Broaddrick has become increasingly frank as a curator. She told BuzzFeed that she voted for Democrat Barack Obama in 2008, but in 2016, she was one of the guests of Republican candidate Donald Trump in a debate with Democratic rival Hillary Clinton.

The stories of Broaddrick and Blasey have some similarities. Both women have waited decades to decide on the allegations of abuse. Both said they felt compelled to reveal their identities because of pressure from investigative journalists.

But Broaddrick said his own story, which Clinton had raped in a motel room in Arkansas in 1978, is more believable, largely because several other people confirmed that she had told them about the incident soon after. Blasey waited more than 30 years before telling anyone. She first revealed the aggression during a therapy session in 2012 with her husband.

The fact that no one said they had heard of Blasey's assault at the material time, said Broaddrick, is why she finds this incredible. "You compare that with mine – data, dates, people I talked to, injuries," she said, referring to her statement that Clinton was biting her lip.

"I think she's casting a very dark shadow on the real victims," ​​Broaddrick said.

Republicans said the lack of contemporary corroborating evidence was Blasey's main problem. Her lawyers provided affidavits from her husband and three friends who told her that she had been told that she had been assaulted by Kavanaugh prior to her appointment to the Supreme Court, but all of the evidence dates back to 2012 or later.

"These are not people who witnessed the alleged event," said Sen. John Cornyn (R-Texas) at HuffPost. "All the people she identified as witnesses to the alleged event said they could not confirm it."

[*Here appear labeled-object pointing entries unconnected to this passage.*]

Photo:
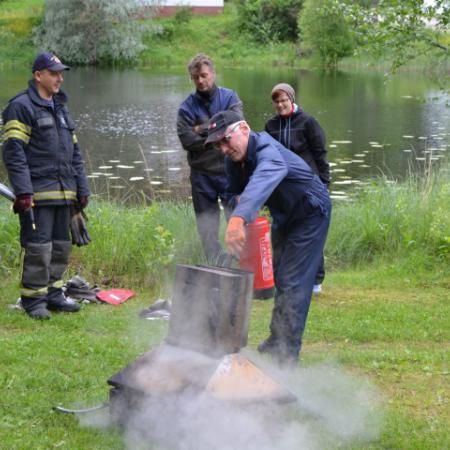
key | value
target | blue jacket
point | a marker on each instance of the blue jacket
(273, 175)
(197, 109)
(40, 149)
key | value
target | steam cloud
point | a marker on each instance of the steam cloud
(333, 408)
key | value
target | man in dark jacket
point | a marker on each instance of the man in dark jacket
(262, 171)
(208, 180)
(301, 133)
(46, 171)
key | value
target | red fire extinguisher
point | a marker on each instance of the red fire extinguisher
(256, 257)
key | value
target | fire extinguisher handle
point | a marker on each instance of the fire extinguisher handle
(227, 260)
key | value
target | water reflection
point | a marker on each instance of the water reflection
(126, 124)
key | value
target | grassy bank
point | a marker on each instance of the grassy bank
(403, 225)
(382, 329)
(171, 41)
(383, 319)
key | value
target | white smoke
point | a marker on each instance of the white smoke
(333, 408)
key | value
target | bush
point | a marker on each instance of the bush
(270, 20)
(91, 31)
(324, 27)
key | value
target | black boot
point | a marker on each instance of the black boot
(36, 308)
(57, 301)
(269, 345)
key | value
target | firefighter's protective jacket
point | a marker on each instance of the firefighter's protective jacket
(40, 149)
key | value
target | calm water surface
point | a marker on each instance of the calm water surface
(126, 123)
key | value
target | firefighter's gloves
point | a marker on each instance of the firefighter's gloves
(22, 203)
(202, 128)
(80, 235)
(235, 235)
(82, 202)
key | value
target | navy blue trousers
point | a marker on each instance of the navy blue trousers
(207, 190)
(297, 253)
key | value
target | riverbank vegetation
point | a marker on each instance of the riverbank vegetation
(382, 317)
(402, 225)
(251, 33)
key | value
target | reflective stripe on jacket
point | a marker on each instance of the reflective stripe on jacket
(40, 149)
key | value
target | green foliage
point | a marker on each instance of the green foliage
(183, 15)
(390, 220)
(326, 29)
(91, 31)
(127, 244)
(403, 30)
(270, 20)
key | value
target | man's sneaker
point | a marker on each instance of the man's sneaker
(62, 303)
(317, 289)
(36, 308)
(269, 345)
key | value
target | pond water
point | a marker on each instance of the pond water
(127, 123)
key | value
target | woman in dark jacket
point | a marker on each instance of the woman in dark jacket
(302, 134)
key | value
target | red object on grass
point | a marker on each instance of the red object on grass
(115, 296)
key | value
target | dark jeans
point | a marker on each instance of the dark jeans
(207, 190)
(297, 255)
(320, 275)
(47, 251)
(52, 224)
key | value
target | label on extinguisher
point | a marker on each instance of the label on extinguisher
(266, 257)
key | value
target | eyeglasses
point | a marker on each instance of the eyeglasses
(227, 137)
(281, 100)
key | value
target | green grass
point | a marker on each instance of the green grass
(394, 337)
(171, 43)
(384, 319)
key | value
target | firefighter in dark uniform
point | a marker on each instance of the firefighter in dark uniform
(261, 171)
(46, 171)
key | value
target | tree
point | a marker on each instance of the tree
(91, 31)
(269, 20)
(325, 28)
(402, 30)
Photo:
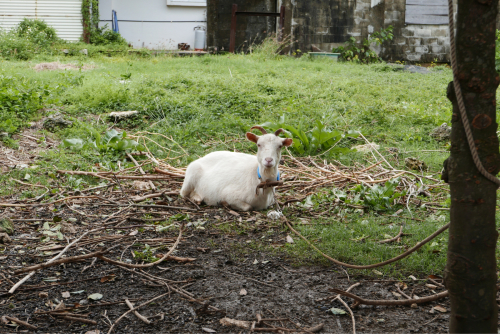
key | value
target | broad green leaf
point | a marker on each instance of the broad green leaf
(95, 296)
(74, 143)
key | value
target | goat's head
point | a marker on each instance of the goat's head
(268, 146)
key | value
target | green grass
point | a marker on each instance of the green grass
(208, 103)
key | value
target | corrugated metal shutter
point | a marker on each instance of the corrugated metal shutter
(64, 15)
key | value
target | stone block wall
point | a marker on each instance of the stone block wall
(326, 24)
(425, 43)
(249, 29)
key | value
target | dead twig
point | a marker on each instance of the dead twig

The only other person Blasey said to be in the room was Mark Judge, a classmate of Kavanaugh who said he had never seen the judge behaving as Blasey describes it. But Republicans have shown little interest in getting new testimony from Judge, a conservative writer.

Broaddrick said she had not heard of people who reportedly told Blasey about her allegation before Kavanaugh became Trump's candidate. "I will have to read about it," she said.